As is her wont, Ms. Mundinger began fomenting controversy.
“She’s got a goal and if she’s thwarted, she’ll try to figure out a way to get there through another route,” said her husband Paul Mundinger, a biology professor at Queens College.
Or, as Myron Weisfeldt, chairman of medicine at Johns Hopkins, and from 1991 to 2001, chairman of medicine at Columbia, put it, “As a salesperson, she was very expert at appealing to what she believed to be the prejudices of the person she was talking to, while in fact continuing to advance her agenda beyond the grasp of the vision of the person she was talking to. I found that to be very attractive.”
In 1994, she founded the first primary care practice run entirely by nurse practitioners, in Washington Heights. Three years later, she founded Columbia Advanced Practice Nurse Associates on East 60th Street, the first nursing school practice where nurse practitioners were compensated at the same rate as primary care doctors.

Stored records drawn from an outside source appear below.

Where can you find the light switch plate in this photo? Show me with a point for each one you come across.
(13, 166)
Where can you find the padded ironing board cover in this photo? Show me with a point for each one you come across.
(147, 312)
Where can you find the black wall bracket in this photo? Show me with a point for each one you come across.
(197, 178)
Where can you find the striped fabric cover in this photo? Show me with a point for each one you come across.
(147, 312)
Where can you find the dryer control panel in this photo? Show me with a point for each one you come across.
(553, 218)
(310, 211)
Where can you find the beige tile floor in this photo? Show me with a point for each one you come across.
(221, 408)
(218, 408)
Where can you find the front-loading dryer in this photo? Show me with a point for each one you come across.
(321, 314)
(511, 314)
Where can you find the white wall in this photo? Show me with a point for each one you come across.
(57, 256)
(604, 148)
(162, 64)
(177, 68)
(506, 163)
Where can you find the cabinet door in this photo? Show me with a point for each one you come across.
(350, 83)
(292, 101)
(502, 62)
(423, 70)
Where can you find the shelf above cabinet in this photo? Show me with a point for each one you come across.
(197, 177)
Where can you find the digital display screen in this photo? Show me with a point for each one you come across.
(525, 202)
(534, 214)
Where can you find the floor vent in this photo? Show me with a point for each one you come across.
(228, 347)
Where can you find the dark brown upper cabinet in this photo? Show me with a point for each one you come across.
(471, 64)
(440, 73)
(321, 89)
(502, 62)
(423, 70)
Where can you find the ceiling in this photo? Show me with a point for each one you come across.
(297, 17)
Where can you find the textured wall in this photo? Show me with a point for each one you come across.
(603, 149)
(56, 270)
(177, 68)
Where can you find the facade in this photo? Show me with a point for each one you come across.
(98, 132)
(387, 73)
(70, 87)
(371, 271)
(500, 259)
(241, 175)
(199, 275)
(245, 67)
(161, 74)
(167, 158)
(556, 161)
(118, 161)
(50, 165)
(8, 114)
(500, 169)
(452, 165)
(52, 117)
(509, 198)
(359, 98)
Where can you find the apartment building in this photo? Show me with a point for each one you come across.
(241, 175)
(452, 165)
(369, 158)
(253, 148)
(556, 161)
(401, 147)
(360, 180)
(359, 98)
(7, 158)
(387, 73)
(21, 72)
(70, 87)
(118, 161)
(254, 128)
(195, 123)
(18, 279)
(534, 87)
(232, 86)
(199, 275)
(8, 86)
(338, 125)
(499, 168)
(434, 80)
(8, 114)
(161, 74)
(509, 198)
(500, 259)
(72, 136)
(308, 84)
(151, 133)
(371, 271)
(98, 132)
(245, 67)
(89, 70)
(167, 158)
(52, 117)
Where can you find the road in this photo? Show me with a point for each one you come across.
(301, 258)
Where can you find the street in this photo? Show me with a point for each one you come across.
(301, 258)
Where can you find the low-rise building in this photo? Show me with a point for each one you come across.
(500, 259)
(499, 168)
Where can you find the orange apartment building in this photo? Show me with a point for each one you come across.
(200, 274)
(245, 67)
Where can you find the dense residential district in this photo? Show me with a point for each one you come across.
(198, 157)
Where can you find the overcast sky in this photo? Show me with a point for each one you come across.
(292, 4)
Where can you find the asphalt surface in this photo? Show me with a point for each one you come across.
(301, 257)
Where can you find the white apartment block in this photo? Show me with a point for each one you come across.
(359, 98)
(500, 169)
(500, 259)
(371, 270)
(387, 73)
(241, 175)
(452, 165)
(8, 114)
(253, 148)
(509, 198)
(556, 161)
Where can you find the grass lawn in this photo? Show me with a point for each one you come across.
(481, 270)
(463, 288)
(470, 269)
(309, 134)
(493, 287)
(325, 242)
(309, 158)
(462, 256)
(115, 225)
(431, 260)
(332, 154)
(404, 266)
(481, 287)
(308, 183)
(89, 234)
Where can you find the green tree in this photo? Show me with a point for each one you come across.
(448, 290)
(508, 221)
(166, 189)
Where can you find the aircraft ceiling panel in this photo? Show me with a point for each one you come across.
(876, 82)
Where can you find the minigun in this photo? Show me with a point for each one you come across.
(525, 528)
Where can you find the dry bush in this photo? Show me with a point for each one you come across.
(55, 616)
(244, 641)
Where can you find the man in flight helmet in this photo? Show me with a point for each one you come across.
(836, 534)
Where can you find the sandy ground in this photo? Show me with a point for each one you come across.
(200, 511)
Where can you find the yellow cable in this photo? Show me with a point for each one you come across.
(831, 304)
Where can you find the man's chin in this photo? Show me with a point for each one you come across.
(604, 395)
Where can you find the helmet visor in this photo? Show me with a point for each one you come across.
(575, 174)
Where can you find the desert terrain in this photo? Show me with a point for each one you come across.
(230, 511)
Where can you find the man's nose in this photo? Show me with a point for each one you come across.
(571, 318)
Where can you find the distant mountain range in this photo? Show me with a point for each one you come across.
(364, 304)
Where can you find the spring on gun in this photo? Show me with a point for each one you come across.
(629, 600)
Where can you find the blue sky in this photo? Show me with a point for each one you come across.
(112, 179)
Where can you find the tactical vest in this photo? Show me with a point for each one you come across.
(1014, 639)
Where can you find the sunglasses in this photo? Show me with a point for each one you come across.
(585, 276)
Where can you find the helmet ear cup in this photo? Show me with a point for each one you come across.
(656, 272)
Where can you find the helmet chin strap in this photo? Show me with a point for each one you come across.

The blowback was immediate and, in Mr. Weisfeldt’s words, “appalling.”
MS. MUNDINGER, ever the scrapper, counter-attacked. To forestall criticism that nurses with advanced degrees were not up to the task of providing comprehensive family medical care, Ms. Mundinger proposed a randomized study, something that won her the lifelong support of the aforementioned Mr. Weisfeldt.